Susceptibility to nucleoside analogs in viruses carrying unusual mutations at codon 215

Sample ID RT mutations Fold resistance*
AZT d4T ABC ddC ddI
RD 01 215C 2.0 1.2 1.0 0.7 0.9
RD 02 210W, 215C 1.7 1.5 1.0 0.8 1.2
RD 03 41L, 210W, 215C 2.6 1.3 1.0 1.2 1.1
RD 04 210W, 215D 0.7 0.6 0.5 2.8 1.6
RD 05 41L, 215D 0.9 1.0 0.9 1.0 0.9
RD 06 210F, 215D 0.7 1.1 1.5 2.0 1.0
RD 07 41L, 215D 1.6 1.4 1.5 0.9 1.0
RD 08 41L, 215D 2.9 0.2 0.4 1.6 1.8
RD 09 41L, 215D 2.0 0.9 0.6 1.1 0.3
RD 10 41L, 215D 2.5 1.3 1.2 1.3 2.2
RD 11 67N, 215D 1.3 0.7 0.3 1.0 0.9
RD 12 215D 1.0 0.9 0.7 0.8 0.8
RD 13 41L, 215C 3.2 1.7 1.0 2.0 0.4
RD 14 215C 0.7 0.3 0.6 0.7 1.0
RD 15 215C 1.1 1.5 1.4 1.1 1.8
RD 16 41L, 215S 1.3 1.0 0.8 0.9 0.9
RD 17 215S 1.3 1.1 1.1 1.1 1.0
RD 18 215S 0.9 1.2 0.9 0.8 1.0
RD 19 215S 0.6 0.9 0.7 0.6 0.7
RD 20 41L, 215E 1.0 0.9 1.0 1.0 0.9
RD 21 215I, 219E, D67del 6.4 1.1 1.3 1.0 0.7
*

Fold increase in IC50 compared to a WT HIV-1 reference isolate. Phenotypic testing was done using the Phenosense HIV assay except for samples RD 08, RD 09, RD 10, RD 11, RD 13, RD 14, and RD 15, which were tested by using the Antivirogram assay. 

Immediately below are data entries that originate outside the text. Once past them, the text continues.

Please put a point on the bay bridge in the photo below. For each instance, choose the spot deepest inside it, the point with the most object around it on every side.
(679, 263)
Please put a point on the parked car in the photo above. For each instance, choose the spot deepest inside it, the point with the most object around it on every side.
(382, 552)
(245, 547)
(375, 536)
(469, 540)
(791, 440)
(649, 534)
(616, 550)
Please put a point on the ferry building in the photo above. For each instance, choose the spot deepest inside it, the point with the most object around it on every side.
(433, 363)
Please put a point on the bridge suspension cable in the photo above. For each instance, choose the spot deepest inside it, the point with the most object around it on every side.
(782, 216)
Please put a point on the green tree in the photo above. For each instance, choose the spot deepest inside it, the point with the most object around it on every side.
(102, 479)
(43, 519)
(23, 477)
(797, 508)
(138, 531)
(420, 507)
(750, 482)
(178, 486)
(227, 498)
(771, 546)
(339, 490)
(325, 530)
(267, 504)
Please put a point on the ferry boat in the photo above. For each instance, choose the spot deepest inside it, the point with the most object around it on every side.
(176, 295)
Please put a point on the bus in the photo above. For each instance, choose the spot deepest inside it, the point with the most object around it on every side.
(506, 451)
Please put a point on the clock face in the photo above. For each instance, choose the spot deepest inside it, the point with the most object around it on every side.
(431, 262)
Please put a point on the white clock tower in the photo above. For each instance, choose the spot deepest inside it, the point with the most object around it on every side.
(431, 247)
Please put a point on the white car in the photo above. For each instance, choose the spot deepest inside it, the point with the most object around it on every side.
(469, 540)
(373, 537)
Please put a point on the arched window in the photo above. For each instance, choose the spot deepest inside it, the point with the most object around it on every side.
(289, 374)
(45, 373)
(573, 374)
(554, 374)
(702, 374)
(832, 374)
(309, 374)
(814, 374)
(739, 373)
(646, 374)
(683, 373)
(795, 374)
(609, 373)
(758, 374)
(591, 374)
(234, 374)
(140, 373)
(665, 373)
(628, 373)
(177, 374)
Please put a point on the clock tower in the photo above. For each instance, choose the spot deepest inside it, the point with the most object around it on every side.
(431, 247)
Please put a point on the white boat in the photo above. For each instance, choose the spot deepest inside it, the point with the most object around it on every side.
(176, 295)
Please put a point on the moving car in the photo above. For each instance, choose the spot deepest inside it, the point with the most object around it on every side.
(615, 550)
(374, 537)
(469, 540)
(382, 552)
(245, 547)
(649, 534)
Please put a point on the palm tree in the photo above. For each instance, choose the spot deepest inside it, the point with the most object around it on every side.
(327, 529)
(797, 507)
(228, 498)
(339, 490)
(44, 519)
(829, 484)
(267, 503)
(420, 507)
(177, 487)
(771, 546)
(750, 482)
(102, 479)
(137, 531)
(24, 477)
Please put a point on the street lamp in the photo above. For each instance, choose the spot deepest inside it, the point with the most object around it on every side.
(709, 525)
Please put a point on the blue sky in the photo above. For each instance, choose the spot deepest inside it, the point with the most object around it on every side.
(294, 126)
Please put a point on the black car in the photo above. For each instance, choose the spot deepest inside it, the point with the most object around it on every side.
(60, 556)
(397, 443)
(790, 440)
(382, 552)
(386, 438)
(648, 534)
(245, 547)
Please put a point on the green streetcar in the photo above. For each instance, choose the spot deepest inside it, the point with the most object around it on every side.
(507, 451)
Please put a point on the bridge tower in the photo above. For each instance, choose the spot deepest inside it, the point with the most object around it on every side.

Not included in the prevalence study. 

Susceptibility to Nucleoside RT Inhibitors of Viruses Carrying Unusual Mutations at Codon 215.

To investigate the effect of 215C, 215D, 215S, 215I, and 215E on susceptibility to nucleoside RT inhibitors, IC50 values for AZT, ddC, ddI, abacavir, and d4T were determined in viruses from all of the patients who had these mutations. Table 2 shows fold increases in IC50 values compared with a reference WT HIV-1 isolate (NL4–3 or HXB2). Drug susceptibility results in a recently infected person carrying the 215D mutation who was identified in a separate study (patient RD 04) are also shown (12). Viruses from 20 of 21 patients had no evidence of decreased susceptibility for AZT, with IC50 values similar to that found in the reference WT HIV-1 isolate. Recombinant RD 03 had an IC50 value that was 2.6-fold higher than that of NL4–3, which is close to the assay cutoff value (>2.5-fold) for defining AZT resistance in the PhenoSense HIV assay. Similar borderline susceptibility was observed for ddC in recombinant RD 04 (2.8-fold) by using the assay cutoff of 2.5 defined for this drug in the PhenoSense HIV assay (Table 2). Evidence of low-level resistance to AZT (6.4-fold) was observed only in recombinant RD 21, which had the 215I mutation in association with 219E and a deletion at codon 67. Overall, these findings indicate that these mutations do not confer decreased susceptibility to AZT or other nucleoside analogs.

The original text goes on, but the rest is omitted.